A native of Ukraine, she has explored the toxicity of tiny substances present in drugs, food, and other consumer products like cosmetics. Her approach merges techniques of quantum chemistry with algorithms of machine learning to develop predictive toxicological models — and avoid testing nanomaterials in animals.
“The more I learned, the more I was aware that, OK, computational techniques could fully support experimental studies,” she said.
At Dartmouth, Sizochenko is applying computation techniques to battle antibiotic resistance in people infected with Staphylococcus aureus, a serious problem as our arsenal of small-molecule antibiotics are losing their potency against this bacteria and others. Through computer modeling, she is designing drugs based on enzymes, which are predicted to be as effective as traditional antibiotics but also safer for people. And no animals are involved.
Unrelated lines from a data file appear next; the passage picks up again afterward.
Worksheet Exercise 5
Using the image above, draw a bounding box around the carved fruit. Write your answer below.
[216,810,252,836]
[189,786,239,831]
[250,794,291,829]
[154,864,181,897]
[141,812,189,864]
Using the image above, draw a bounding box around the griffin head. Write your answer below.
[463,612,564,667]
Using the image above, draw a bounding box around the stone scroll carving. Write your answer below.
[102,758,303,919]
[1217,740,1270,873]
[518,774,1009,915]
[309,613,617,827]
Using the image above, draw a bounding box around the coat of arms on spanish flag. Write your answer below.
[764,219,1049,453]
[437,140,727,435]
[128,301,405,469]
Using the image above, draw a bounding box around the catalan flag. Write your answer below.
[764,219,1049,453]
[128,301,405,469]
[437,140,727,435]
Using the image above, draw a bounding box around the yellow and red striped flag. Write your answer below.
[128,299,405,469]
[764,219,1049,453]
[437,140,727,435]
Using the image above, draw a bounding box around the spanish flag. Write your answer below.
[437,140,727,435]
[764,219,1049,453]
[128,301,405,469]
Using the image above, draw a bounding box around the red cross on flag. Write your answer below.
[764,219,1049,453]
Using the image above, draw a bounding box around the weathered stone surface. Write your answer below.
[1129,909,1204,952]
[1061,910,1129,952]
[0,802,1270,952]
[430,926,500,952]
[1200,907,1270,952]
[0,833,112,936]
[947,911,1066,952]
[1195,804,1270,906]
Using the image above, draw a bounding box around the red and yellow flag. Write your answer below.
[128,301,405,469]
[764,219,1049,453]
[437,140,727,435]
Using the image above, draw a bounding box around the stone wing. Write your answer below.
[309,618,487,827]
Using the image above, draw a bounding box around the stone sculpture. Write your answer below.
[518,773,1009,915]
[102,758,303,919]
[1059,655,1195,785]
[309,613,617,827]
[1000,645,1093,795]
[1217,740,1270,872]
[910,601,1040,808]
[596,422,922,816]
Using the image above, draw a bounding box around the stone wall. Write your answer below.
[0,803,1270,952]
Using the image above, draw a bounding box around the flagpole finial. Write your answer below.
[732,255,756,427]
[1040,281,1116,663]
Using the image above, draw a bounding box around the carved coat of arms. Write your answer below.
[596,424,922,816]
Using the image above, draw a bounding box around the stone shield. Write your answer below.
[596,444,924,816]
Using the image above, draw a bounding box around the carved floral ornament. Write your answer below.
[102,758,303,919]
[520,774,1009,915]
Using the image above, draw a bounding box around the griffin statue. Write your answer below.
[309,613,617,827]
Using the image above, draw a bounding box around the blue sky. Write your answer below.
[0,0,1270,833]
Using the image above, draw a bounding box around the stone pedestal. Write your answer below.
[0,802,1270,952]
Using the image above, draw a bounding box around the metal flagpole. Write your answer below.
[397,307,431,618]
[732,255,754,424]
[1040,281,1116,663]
Throughout her career, she has consistently shared her love of science with others.
“The more I learned, the more I was aware that, OK, computational techniques could fully support experimental studies.”
That can mean writing letters to middle-schoolers in a program where scientists and students are paired as pen pals as well as working with high school and college students from communities underrepresented in science.
“I primarily mentor female students and immigrant students so they feel more welcome and secure,” she said.